Biden’s record on economic recovery from the COVID-19 pandemic rests on a foundation of four packages he signed into law: the American Rescue Plan Act, the Bipartisan Infrastructure Law, the CHIPS and Science Act and the Inflation Reduction Act. All were passed during Biden’s first two years in office, when Democrats controlled both chambers of Congress.

Pritzker seized on the opportunity to tout Illinois’ complementary laws, which take advantage of the availability of federal funds to invest in infrastructure and renewable energy projects.

“President Biden made us the envy of the world when he led the passage of the Inflation Reduction Act, which has brought clean energy and climate action to the forefront and once again created millions of jobs across the nation,” Pritzker said before the president took the stage Wednesday. “And together with Illinois’ Climate and Equitable Jobs Act, we will reach 100 percent clean energy production by 2045.”

Biden got big applause from the friendly audience when he hit on themes Pritzker included in Illinois’ budget for the new fiscal year that begins Saturday: reduced costs and greater availability of child care, preschool and community college education.

“I’m determined to keep fighting for universal pre-K and free community college,” Biden said. “We’re also fighting to make child care more affordable because we know one benefit is that it opens up significant opportunities for parents to be able to go back and join the workforce.”

Addressing the crowd at the private fundraiser hosted by the Pritzkers afterward, Biden hit on many of the same themes, though he displayed more fiery rhetoric at the campaign event.

Per a pool report, the president got a standing ovation when he said Roe v.
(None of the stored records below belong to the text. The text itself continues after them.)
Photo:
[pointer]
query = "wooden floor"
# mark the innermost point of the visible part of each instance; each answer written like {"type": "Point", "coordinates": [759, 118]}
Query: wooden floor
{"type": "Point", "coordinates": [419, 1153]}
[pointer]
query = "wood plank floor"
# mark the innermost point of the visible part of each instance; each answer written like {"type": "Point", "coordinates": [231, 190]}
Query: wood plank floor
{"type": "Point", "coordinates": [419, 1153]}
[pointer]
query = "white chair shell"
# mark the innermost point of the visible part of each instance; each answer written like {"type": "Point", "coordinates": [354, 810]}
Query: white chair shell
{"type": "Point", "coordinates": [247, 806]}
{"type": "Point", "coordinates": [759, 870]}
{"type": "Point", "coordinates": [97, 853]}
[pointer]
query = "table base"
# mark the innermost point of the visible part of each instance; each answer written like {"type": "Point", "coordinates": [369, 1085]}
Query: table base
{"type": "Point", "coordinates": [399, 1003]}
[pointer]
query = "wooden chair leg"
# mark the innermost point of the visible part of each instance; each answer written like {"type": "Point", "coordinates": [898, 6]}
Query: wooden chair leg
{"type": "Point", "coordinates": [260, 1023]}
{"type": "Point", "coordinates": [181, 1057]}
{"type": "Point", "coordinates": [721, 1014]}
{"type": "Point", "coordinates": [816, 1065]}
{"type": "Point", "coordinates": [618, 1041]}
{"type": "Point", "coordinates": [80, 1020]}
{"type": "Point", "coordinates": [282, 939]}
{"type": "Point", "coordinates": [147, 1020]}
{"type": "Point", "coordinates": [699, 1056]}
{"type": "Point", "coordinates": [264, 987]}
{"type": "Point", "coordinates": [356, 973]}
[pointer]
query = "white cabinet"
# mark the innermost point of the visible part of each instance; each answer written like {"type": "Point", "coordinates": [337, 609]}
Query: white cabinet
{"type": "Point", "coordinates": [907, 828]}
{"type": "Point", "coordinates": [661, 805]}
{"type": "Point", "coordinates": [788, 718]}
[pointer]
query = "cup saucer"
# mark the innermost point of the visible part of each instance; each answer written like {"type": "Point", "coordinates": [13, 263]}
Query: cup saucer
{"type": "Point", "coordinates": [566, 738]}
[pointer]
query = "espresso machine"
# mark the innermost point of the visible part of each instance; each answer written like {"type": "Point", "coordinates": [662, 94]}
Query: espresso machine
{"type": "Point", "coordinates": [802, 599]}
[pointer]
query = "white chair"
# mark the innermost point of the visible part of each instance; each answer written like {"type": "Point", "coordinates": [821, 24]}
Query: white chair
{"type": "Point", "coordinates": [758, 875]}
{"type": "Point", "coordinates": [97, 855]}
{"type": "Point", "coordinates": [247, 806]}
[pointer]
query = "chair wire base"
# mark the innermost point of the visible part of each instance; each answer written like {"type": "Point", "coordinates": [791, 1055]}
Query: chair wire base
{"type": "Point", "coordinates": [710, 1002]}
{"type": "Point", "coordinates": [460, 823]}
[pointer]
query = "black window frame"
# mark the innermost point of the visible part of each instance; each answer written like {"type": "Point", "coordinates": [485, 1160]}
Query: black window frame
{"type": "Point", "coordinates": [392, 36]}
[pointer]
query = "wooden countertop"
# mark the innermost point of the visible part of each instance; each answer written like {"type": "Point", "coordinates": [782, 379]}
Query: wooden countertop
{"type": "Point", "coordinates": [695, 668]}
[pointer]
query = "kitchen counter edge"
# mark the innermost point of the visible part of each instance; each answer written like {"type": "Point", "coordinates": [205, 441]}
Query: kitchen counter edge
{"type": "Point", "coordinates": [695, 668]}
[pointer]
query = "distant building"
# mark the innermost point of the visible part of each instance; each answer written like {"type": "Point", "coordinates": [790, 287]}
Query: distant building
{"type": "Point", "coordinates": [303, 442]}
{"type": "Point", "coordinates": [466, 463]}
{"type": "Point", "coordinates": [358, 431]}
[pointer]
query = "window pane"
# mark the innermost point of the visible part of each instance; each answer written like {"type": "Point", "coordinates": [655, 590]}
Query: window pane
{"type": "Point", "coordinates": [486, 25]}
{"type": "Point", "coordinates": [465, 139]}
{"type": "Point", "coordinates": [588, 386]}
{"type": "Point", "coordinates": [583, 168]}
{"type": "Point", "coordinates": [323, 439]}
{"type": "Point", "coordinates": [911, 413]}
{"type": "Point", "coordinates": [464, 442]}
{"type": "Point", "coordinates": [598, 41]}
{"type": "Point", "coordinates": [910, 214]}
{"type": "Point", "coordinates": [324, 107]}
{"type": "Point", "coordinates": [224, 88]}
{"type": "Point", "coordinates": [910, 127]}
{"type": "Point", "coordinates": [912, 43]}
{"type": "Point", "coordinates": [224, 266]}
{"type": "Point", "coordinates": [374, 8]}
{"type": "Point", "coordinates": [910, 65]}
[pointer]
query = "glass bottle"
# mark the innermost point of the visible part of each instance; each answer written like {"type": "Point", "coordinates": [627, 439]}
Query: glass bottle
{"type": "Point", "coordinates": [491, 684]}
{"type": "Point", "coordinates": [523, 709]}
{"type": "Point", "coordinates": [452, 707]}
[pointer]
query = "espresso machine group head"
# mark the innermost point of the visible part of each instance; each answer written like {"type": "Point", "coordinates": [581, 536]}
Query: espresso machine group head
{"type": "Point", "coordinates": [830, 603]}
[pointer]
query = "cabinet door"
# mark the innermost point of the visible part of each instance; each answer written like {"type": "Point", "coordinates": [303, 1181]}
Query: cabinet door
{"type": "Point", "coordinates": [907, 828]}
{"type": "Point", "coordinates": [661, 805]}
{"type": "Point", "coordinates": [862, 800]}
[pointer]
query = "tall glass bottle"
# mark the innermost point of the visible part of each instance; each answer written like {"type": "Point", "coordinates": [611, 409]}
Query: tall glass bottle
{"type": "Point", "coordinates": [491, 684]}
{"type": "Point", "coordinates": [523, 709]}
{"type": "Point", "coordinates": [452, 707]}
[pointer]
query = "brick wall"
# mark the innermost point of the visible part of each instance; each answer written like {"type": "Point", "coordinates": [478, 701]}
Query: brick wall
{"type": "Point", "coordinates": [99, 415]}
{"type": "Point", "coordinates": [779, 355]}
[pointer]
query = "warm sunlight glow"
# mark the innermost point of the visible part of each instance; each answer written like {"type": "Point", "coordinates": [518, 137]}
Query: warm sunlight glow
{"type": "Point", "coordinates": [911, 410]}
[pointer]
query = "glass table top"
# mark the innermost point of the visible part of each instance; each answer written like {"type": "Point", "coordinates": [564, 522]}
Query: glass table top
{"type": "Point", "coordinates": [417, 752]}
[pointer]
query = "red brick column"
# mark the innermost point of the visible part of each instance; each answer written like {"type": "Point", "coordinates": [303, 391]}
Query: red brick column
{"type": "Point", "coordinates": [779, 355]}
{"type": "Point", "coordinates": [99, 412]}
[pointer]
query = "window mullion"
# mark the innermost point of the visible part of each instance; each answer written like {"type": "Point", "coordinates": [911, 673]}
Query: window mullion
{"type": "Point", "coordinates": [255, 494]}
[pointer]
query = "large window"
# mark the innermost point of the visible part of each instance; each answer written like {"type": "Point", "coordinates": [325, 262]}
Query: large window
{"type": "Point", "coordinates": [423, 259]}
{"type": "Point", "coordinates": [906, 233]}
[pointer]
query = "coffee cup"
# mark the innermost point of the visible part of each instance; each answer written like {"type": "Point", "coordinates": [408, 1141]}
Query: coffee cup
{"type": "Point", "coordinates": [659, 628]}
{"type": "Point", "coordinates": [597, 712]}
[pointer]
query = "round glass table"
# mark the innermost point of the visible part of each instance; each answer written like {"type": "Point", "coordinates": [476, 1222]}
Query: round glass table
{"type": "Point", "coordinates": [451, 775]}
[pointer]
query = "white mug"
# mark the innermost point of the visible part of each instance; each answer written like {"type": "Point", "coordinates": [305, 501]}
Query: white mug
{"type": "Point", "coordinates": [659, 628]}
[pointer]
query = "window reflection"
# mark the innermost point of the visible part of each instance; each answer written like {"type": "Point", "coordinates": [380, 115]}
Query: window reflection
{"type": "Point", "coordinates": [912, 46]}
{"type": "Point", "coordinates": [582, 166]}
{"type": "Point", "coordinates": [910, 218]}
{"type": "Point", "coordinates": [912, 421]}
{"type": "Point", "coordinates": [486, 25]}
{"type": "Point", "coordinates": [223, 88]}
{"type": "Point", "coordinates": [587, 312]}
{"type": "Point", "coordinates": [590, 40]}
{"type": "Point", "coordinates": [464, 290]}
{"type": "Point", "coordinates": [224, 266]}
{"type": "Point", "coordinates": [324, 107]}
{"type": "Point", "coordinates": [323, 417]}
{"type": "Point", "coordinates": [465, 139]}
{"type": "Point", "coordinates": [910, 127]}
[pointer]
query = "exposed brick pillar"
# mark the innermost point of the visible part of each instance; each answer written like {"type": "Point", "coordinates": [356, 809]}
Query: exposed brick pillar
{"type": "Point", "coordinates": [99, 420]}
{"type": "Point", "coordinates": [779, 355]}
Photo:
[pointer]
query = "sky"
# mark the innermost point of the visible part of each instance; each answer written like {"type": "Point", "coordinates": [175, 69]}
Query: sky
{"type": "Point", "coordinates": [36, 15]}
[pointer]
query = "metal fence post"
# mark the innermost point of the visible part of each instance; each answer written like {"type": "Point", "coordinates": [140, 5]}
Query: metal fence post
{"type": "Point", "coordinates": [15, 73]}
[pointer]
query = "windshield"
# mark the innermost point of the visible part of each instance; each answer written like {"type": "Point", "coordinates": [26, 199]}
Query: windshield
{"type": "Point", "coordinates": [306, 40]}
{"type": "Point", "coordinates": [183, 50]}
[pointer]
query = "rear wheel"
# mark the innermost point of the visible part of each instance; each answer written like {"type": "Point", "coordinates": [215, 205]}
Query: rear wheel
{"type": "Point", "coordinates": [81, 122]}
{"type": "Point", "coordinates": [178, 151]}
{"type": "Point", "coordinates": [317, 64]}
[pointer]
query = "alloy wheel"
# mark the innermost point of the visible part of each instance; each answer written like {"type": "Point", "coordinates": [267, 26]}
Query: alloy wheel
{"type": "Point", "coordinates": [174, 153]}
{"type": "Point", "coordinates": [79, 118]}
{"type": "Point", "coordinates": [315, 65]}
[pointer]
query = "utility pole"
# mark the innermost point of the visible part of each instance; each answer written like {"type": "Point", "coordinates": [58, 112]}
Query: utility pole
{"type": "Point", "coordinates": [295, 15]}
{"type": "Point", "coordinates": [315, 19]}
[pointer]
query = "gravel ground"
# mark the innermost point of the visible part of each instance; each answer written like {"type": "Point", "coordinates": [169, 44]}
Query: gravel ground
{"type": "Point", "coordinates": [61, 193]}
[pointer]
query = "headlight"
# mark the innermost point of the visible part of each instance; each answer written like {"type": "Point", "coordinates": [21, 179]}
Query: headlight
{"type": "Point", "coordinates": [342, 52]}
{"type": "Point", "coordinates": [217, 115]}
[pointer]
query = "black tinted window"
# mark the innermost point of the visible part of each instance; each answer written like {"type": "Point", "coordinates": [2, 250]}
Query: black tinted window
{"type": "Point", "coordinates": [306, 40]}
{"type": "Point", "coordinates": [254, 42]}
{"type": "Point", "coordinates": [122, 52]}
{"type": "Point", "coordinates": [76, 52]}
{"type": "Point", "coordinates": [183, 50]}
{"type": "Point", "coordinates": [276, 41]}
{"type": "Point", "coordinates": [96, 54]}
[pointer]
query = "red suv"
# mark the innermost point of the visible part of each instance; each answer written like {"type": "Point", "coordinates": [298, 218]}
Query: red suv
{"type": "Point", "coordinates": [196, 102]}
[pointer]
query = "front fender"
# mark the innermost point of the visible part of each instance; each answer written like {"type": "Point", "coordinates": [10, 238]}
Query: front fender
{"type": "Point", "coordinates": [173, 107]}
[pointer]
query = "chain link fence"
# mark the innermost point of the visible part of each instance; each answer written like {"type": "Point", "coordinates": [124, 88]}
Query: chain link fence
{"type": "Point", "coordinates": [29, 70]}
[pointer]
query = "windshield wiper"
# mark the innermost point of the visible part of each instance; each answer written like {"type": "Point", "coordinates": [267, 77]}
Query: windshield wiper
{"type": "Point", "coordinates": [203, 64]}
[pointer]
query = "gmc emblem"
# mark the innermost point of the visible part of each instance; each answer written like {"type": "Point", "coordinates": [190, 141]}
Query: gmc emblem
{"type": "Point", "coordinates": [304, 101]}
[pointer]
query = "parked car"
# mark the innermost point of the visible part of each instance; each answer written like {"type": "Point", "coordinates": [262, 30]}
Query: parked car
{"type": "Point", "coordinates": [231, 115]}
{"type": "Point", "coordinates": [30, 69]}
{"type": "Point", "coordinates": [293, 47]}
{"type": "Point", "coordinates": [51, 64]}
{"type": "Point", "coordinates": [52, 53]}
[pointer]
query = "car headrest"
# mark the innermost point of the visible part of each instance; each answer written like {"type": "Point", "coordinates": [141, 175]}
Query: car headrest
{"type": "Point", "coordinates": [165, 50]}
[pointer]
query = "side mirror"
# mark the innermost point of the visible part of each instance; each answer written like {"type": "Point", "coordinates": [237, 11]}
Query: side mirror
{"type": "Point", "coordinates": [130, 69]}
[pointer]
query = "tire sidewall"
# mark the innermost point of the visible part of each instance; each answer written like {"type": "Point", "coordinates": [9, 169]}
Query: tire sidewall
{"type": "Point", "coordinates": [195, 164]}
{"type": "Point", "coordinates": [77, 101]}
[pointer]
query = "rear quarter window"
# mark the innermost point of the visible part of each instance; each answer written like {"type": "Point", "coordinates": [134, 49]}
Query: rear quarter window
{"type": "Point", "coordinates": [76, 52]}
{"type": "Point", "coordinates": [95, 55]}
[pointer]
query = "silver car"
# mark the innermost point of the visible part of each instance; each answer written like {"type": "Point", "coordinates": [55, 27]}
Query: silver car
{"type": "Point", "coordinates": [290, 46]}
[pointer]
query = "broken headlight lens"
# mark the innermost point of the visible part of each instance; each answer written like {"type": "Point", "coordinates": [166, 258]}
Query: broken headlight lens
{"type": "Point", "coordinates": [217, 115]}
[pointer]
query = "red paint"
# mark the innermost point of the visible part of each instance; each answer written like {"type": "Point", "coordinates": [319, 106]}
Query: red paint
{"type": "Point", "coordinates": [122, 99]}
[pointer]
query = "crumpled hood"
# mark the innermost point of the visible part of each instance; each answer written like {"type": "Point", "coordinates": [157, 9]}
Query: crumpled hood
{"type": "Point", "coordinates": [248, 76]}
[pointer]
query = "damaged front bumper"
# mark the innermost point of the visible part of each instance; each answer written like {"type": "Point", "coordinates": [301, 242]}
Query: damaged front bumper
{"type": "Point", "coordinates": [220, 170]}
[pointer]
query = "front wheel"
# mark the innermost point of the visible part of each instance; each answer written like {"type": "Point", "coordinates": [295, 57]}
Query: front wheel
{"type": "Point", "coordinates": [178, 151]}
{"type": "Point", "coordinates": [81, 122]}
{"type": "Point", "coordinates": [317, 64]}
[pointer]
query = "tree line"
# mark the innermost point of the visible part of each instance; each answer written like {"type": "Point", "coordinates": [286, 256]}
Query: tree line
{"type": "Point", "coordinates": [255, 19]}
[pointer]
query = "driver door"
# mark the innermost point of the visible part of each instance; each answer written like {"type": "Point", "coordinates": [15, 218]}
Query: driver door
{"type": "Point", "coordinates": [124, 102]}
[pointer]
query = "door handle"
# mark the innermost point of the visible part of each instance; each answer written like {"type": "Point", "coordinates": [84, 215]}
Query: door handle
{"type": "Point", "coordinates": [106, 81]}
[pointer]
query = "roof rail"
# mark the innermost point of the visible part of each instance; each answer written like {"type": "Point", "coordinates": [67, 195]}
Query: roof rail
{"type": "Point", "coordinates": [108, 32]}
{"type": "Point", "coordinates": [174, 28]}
Wade – the landmark 1973 U.S. Supreme Court decision legalizing abortion that was struck down by a conservative-majority court last year – should be codified into federal law.

Illinois Democrats are eyeing putting a referendum question to voters on the November 2024 ballot, which, if approved, would enshrine the right to abortion access in the Illinois Constitution.

Biden received another standing ovation when he threw his support to Illinois’ ban on firearms classified as “assault weapons,” which Democrats pushed through the General Assembly in January, though its future is in the hands of federal appellate judges set to hear the case on Thursday.

“Who the hell needs a magazine that holds a hundred rounds?” Biden asked the crowd of loyal Democrats.